Müsilaj, denizlerde oluşan, özellikle yosunlardan kaynaklanan, jölemsi bir madde olarak tanımlanabilir. Oluşumunun temel sebepleri arasında su sıcaklıklarındaki artış, aşırı besin yüklenmesi ve kirlenme gibi etmenler bulunuyor. Marmara Denizi’nin kapalı bir havzası olması, suyun sirkülasyonunu zorlaştırarak, müsilajın daha fazla birikmesine neden oluyor. ODTÜ ekibi, bu meseleyi detaylı bir şekilde araştırarak, müsilajın deniz ekosistemindeki etkilerini de inceledi. Onlar, Kovalamaca, Anadolu ve Dardanel gibi bölgelere odaklanarak, müsilajın yumurtlama döneminde balık türleri üzerindeki etkilerini gözlemlediler. Bu bağlamda, müsilajın deniz akıntıları ile müsilajın yayılmasını da kapsayan bir dizi çalışma gerçekleştirdiler.
Bilim insanları, Marmara Denizi’ndeki müsilajın sadece estetik bir sorun olmadığını, aynı zamanda birçok canlı türünü de tehdit ettiğini vurguluyor. Müsilaj, suyun oksijen seviyesini düşürür, bu da balıklar ve diğer deniz canlıları için tehlikeli bir durum yaratır. ODTÜ’lü araştırmacılar, müsilajın, balıkların yumurtlama döneminde pek çok zorluğa yol açacağını ve dolayısıyla balık popülasyonlarının azalmasına neden olabileceğini belirttiler. Ayrıca, müsilajın turizmi de olumsuz etkilediği, lokantalardaki deniz ürünlerinin kalitesini düşürdüğü ve müşterilerde güven kaybına yol açtığı da ifade ediliyor.
Özellikle yaz aylarında artan müsilaj yoğunluğu, plajlarda kötü kokulara yol açarak tatilcilerin denizde zaman geçirmesini zorlaştırıyor. ODTÜ’lü uzmanlar, bu sorunu çözmek için çevre koruma politikalarının daha etkin uygulanması gerektiğini belirtiyor. Suyun kalitesinin artırılması, atıkların kontrol altına alınması ve sürdürülebilir tarım uygulamalarının benimsenmesi gibi önlemlerin acil olarak alınması gerektiğini ifade eden bilim insanları, bu adımlar atılmadığı takdirde müsilaj tabakasının daha da kalınlaşabileceğini ve sonuçlarının geri dönüşü olmayacak kadar büyük felaketlere yol açabileceğini vurguluyorlar.
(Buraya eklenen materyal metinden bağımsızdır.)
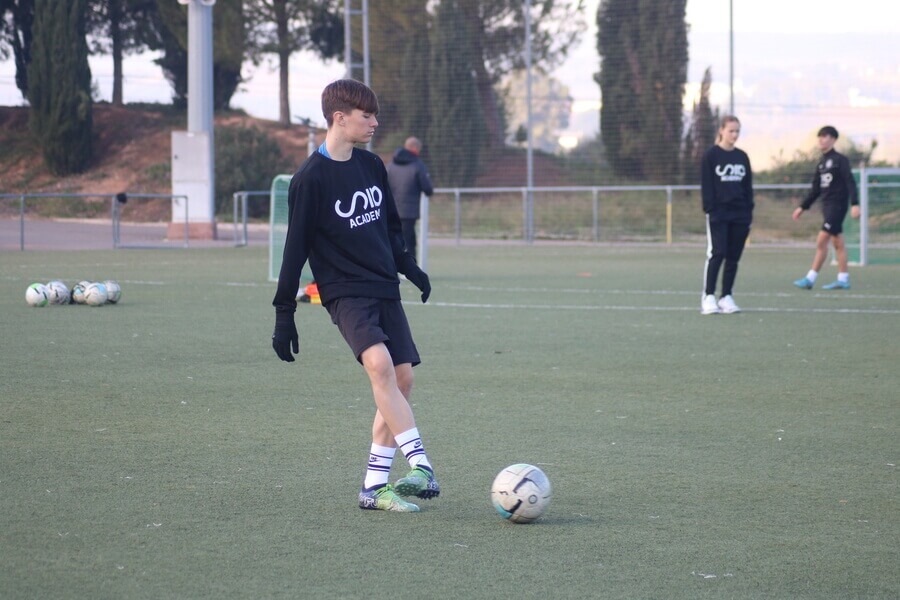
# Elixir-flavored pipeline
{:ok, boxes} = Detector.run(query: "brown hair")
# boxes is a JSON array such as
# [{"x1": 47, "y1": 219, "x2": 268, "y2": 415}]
[
  {"x1": 322, "y1": 79, "x2": 378, "y2": 127},
  {"x1": 716, "y1": 115, "x2": 741, "y2": 144}
]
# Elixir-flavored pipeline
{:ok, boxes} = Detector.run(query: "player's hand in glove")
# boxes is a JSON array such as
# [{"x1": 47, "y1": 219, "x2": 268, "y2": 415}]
[
  {"x1": 272, "y1": 312, "x2": 300, "y2": 362},
  {"x1": 404, "y1": 264, "x2": 431, "y2": 304},
  {"x1": 397, "y1": 254, "x2": 431, "y2": 304}
]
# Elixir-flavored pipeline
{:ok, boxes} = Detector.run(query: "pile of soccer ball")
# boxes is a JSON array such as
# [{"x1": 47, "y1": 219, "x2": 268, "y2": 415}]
[{"x1": 25, "y1": 279, "x2": 122, "y2": 306}]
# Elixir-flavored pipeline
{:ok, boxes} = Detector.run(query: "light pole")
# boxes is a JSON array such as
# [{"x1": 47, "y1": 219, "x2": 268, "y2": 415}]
[
  {"x1": 728, "y1": 0, "x2": 734, "y2": 115},
  {"x1": 169, "y1": 0, "x2": 216, "y2": 239}
]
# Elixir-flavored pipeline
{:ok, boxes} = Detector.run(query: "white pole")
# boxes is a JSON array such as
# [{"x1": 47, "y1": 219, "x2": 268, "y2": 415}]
[{"x1": 523, "y1": 0, "x2": 534, "y2": 243}]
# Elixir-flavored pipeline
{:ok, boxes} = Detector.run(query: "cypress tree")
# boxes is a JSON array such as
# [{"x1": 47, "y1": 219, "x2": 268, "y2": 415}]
[
  {"x1": 595, "y1": 0, "x2": 688, "y2": 181},
  {"x1": 28, "y1": 0, "x2": 93, "y2": 175},
  {"x1": 682, "y1": 67, "x2": 719, "y2": 184},
  {"x1": 426, "y1": 0, "x2": 486, "y2": 187}
]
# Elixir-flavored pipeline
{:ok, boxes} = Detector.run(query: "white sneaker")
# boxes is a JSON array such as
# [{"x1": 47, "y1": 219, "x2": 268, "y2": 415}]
[
  {"x1": 719, "y1": 295, "x2": 741, "y2": 315},
  {"x1": 700, "y1": 294, "x2": 722, "y2": 315}
]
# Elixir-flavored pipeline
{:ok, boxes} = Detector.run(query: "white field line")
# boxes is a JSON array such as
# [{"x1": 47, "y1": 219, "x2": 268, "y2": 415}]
[
  {"x1": 422, "y1": 301, "x2": 900, "y2": 315},
  {"x1": 453, "y1": 285, "x2": 900, "y2": 300}
]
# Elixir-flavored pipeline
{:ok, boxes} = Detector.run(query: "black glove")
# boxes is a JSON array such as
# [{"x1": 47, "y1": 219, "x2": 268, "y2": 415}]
[
  {"x1": 404, "y1": 263, "x2": 431, "y2": 304},
  {"x1": 272, "y1": 311, "x2": 300, "y2": 362}
]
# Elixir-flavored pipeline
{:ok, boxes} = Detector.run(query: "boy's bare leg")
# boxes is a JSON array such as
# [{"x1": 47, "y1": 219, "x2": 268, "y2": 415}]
[
  {"x1": 831, "y1": 233, "x2": 848, "y2": 273},
  {"x1": 812, "y1": 231, "x2": 831, "y2": 273},
  {"x1": 361, "y1": 344, "x2": 416, "y2": 446}
]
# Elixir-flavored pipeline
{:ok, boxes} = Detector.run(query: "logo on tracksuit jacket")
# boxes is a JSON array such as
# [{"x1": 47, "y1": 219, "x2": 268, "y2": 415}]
[
  {"x1": 334, "y1": 185, "x2": 384, "y2": 229},
  {"x1": 716, "y1": 164, "x2": 747, "y2": 181}
]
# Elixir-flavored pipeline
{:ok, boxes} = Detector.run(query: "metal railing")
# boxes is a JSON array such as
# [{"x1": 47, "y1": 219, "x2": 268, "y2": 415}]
[{"x1": 0, "y1": 193, "x2": 190, "y2": 250}]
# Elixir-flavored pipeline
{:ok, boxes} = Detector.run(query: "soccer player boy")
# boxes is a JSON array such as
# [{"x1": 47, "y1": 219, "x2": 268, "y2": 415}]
[
  {"x1": 793, "y1": 125, "x2": 859, "y2": 290},
  {"x1": 272, "y1": 79, "x2": 440, "y2": 512}
]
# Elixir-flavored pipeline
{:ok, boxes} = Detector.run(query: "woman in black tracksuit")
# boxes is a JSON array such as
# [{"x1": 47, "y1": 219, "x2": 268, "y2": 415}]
[{"x1": 700, "y1": 115, "x2": 753, "y2": 315}]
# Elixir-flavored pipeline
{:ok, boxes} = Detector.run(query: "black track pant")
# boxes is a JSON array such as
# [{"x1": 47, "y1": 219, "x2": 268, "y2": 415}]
[{"x1": 703, "y1": 215, "x2": 750, "y2": 296}]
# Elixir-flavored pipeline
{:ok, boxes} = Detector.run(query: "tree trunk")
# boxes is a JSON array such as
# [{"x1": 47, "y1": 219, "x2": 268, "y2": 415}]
[
  {"x1": 272, "y1": 0, "x2": 291, "y2": 127},
  {"x1": 109, "y1": 0, "x2": 124, "y2": 106}
]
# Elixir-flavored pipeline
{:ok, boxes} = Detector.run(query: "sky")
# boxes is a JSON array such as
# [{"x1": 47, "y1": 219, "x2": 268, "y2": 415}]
[{"x1": 0, "y1": 0, "x2": 900, "y2": 167}]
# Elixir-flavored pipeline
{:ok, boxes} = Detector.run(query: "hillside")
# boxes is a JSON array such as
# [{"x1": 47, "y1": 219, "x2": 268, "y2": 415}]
[
  {"x1": 0, "y1": 104, "x2": 307, "y2": 194},
  {"x1": 0, "y1": 103, "x2": 567, "y2": 213}
]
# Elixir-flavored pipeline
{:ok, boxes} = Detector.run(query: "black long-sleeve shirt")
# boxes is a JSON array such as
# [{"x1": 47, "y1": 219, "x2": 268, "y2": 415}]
[
  {"x1": 800, "y1": 148, "x2": 859, "y2": 210},
  {"x1": 700, "y1": 145, "x2": 753, "y2": 221},
  {"x1": 272, "y1": 148, "x2": 415, "y2": 312}
]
Sonuç olarak, Marmara Denizi’nde yaşanan müsilaj sorunu, hem ekosistem hem de ekonomiyi yakından etkileyecek bir kriz haline gelmiştir. Gelecekte bu tür sorunların yaşanmaması için, Marmara Denizi’nin korunmasına yönelik ciddi önlemler alınması gerektiği bilinciyle hareket edilmesi önem taşımaktadır. ODTÜ’lü bilim insanlarının yaptığı çalışmalar, hem akademik camiaya hem de halka önemli bilgiler sunmakta, müsilaj konusunda farkındalığı artırmaktadır. Bu bağlamda, kamuoyunun daha duyarlı ve bilinçli hale gelmesi, müsilaj gibi çevresel tehditlerle başa çıkmanın en etkili yolu olarak öne çıkmaktadır.
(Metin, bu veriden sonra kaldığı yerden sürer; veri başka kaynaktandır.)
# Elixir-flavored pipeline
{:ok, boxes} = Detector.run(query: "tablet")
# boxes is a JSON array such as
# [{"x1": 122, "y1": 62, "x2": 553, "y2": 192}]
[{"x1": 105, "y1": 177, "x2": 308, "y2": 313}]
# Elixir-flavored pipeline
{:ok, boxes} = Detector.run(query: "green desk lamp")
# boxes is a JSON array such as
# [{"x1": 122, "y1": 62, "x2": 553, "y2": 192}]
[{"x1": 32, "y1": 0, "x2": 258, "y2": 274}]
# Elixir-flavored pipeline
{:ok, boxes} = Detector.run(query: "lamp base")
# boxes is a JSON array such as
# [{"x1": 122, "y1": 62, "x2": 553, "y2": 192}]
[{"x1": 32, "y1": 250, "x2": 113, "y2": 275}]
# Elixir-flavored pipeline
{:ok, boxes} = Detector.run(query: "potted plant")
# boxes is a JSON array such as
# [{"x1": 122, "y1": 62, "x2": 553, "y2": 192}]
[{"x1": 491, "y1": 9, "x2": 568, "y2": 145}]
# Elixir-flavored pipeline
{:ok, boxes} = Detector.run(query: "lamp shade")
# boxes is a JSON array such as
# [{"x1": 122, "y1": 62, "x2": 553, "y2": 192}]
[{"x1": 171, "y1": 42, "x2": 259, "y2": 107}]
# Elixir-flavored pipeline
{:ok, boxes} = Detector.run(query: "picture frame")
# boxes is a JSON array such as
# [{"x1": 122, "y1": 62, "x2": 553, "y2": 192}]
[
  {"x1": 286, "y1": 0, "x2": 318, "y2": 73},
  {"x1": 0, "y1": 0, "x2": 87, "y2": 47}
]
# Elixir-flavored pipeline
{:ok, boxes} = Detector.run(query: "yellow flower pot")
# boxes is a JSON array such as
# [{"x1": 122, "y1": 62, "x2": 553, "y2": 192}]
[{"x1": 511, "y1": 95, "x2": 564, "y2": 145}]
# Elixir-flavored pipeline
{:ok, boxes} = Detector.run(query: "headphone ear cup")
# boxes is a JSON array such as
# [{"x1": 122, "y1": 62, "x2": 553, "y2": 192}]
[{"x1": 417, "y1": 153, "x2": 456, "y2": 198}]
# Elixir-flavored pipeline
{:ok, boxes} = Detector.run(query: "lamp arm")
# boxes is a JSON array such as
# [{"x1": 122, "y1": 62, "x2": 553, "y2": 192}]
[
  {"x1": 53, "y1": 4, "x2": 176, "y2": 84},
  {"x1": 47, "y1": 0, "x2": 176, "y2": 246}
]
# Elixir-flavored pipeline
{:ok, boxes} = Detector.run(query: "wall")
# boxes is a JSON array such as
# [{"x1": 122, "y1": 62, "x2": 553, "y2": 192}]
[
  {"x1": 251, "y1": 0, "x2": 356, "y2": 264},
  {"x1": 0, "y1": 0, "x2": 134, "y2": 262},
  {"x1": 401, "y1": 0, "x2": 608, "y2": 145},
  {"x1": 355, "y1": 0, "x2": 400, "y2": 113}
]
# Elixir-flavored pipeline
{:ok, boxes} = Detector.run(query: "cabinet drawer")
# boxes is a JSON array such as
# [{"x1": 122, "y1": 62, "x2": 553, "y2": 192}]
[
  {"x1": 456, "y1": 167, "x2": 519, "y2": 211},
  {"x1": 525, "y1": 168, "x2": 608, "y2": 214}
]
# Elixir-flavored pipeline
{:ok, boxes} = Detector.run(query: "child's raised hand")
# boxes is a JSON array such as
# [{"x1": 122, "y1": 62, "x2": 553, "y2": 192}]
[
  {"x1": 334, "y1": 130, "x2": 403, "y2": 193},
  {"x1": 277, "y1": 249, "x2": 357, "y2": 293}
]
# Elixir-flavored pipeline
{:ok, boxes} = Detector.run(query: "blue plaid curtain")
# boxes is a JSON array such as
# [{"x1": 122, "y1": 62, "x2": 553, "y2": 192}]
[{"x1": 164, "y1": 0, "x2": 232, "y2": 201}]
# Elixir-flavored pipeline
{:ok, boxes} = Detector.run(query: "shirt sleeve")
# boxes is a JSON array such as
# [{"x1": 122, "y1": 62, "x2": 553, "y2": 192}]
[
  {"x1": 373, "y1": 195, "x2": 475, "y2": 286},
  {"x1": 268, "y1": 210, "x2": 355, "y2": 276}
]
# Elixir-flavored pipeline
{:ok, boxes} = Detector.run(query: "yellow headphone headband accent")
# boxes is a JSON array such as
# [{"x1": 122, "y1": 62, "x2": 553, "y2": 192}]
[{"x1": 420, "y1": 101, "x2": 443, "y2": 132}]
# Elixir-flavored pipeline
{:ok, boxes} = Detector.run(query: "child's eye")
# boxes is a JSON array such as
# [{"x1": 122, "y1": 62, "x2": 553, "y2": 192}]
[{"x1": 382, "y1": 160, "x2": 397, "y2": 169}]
Marmara Denizi'nin korunması için gereken tüm önlemler alınmadığı sürece, bu ekosistem altında yatan potansiyel tehditler ve sorunlar daha da katlanarak artmaya devam edecektir. Dolayısıyla, hem bireylerin hem de devletin el birliğiyle hareket etmesi gerektiği açıktır.